Nat dreams of going to Harvard, but is forced to quit school to help his father with the bookkeeping at their cooperage. When the business is sold–“lock, stock, and bookkeeper,” as the new owner jokes, Nat becomes an indentured servant, meaning he won’t be free to go to Harvard (or anywhere else) for nine long years.

This is where the main theme of the book starts to show through: when life throws up obstacles, the only thing you can do is just find your way around them. A fellow bookkeeper complains that he and Nat are ‘becalmed,’ but Sam, an older captain, tells Nat that when the wind dies, a ship has to ‘sail by ash breeze:’

Nat asked, “How do you sail by ash breeze?”

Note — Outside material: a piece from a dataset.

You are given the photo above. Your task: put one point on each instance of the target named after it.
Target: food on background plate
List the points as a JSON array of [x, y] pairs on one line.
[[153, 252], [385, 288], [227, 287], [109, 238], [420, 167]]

Sam grinned. “When a ship is becalmed, the wind died down, she can’t move, sometimes the sailors break out their oars. They’ll row a boat ahead of the ship and tow her. Or they’ll carry out anchors and heave them over, and the crew will lean on the capstan bars and drag the ship up to where the anchors are heaved over. Oars are made of ash–white ash. So when you get ahead by your own get up and get, that’s when you sail by ash breeze.”

Nat takes Sam’s advice to heart and sets about learning Latin, French, and Portuguese with the help of people he meets around Boston. He gets access to a local library and teaches himself mathematics.

When he’s finally releases from his indentured servitude, he goes to sea as a “supercargo,” a term for anyone who isn’t able to directly help with the mechanics of sailing. He’s tasked with keeping the books for the ship’s trade, but he develops an interest in the mathematics of celestial navigation. Many sailors of the time prefer traditional dead-reckoning because they don’t understand or trust the newer mathematical techniques. Nat tries to reassure them that math can be trusted, but he has a hard time winning anyone over.

One night, while reviewing the primary navigation text of the day, The New Practical Navigator by John Moore of the English Royal Navy, Nat finds an error in one of its tables. He bursts into his captain’s stateroom:

Captain Prince jumped to his feet. “What’s happened?

“I found an error in one of Moore’s tables!”

Prince looked at him in utter disgust. “Is that what you came slamming in here about? An error in which table?”

Nat told him.

Prince gave a short laugh. “My dear Mr. Bowditch, Moore didn’t compute that table. Do you know who did? Nevil Maskelyne, the royal astronomer of England!”

“I can’t help who computed it!” Nat barked. “There’s an error!” He showed Prince his page of figures. “There! I checked it! See? Why didn’t Moore check those figures before he accepted them?”

Prince looked at the paper covered with Nat’s tiny figures. “All that, to find one error? And there are probably two hundred thousand figures in those tables. Maybe that’s why he didn’t check every figure, Mr. Bowditch.”

“But he should have! Mathematics is nothing if it isn’t accurate! Men’s lives depend on the accuracy of those tables! It’s, it’s, criminal to have a mistake in a book like this! Do you hear me! It’s criminal! Men’s lives depend on these figures!”

Nat invents a new way of calculating a ship’s position by sighting the moon and eventually decides to write his own navigation text, and spends years of his life making sure that it is accurate enough for sailors to rely on. He becomes a captain of his own ship, and demonstrates the usefulness of mathematical navigation by sailing to trading ports around the world.

This book was engrossing enough that I’m pretty sure I read it five or six times as a teenager. I suppose I knew that it was more-or-less historically accurate, but I didn’t realize at the time how important Nat Bowditch was to sailing and navigation. The book he published in 1802, The American Practical Navigator, is still carried on every commissioned US Navy vessel. When doing research on celestial navigation for a science-fiction novel, I read through online forums which referred to Bowditch’s book. I felt proud, as if I’d just heard about the triumphant success of an old grade-school friend. These sailors and navigators might know everything about Nathanial Bowditch’s navigation text, but they didn’t know Nat Bowditch like I did.